Taken as a whole, what are the implications of these truths? Even though intellectually obvious, we haven’t gotten them until we have contemplated their meaning to the point that our fundamental motivation is transformed. Certainly their import is not an attempt to figure things out, but rather to inspire the motivation to essentialize one’s life. Now is the time to move toward healing, to do and then become the practice that cultivates invocation, compassion, and empowerment.
These four preliminaries are instructions for living: Don’t cling to distractions and trivialities. Integrate wisdom into your actions rather than leaving it in your head. The motivation for practice is no longer only for one’s own healing, but for the well-being of all.
These truths also embody the shadow–the unconscious, largely unexamined root fear of modern society.
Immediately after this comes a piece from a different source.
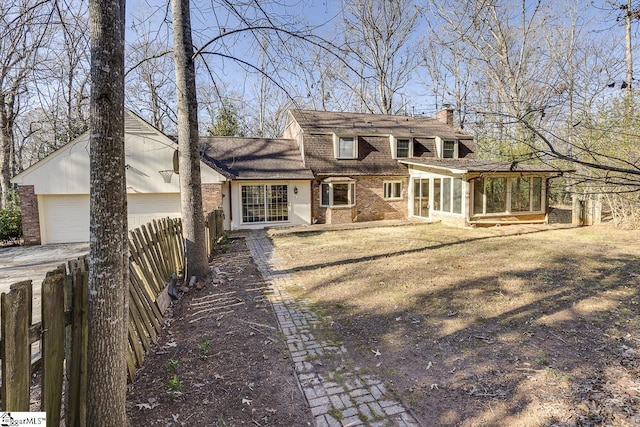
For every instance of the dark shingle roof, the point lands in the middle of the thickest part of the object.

Many while traveling their path have cultivated compassion and empowerment; yet these qualities are not generally stabilized and integrated into our lives because, collectively and individually, going back to before the first step is what we most want to avoid, what our ego structure was forged to prevent.
Approaching death can inspire one to essentialize life–living/dying on the edge, motivated to be fully alive in each moment, no longer able to put healing practice–prayer, meditation, visualization, surrender to the non-dual necessity of each moment, the Name–in a compartment at a comfortable distance from one’s exposed core. These preliminary truths, though revealed and amplified in the dying process, are inherent, though often more easily ignored, even without the presence of life-threatening illness. Few, however, open to the commitment and motivation inherent in these truths without first having an extreme life crisis.
To the depth that we plunge into these four mind-transforming truths, we will find our path and move in the direction of healing. Invocation, taking refuge in that which is, bears fruit since now we invoke with the passion that comes from acknowledging truth. Invoking the spirit of healing, the Beloved, the Mother, the Christ, taking refuge. If we truly invoke, healing will already have begun. We then will be attracted to compassionate and empowered action in a natural way. Healing is received, ever-present.
How much greater are the compassion and the wisdom that are often expressed during the crisis of approaching death than during the current election crisis. Disregarding the public good, ignoring the suffering of our neighbor, abusing mother earth, becomes increasingly painful and unacceptable as we embody the essence of the healing path.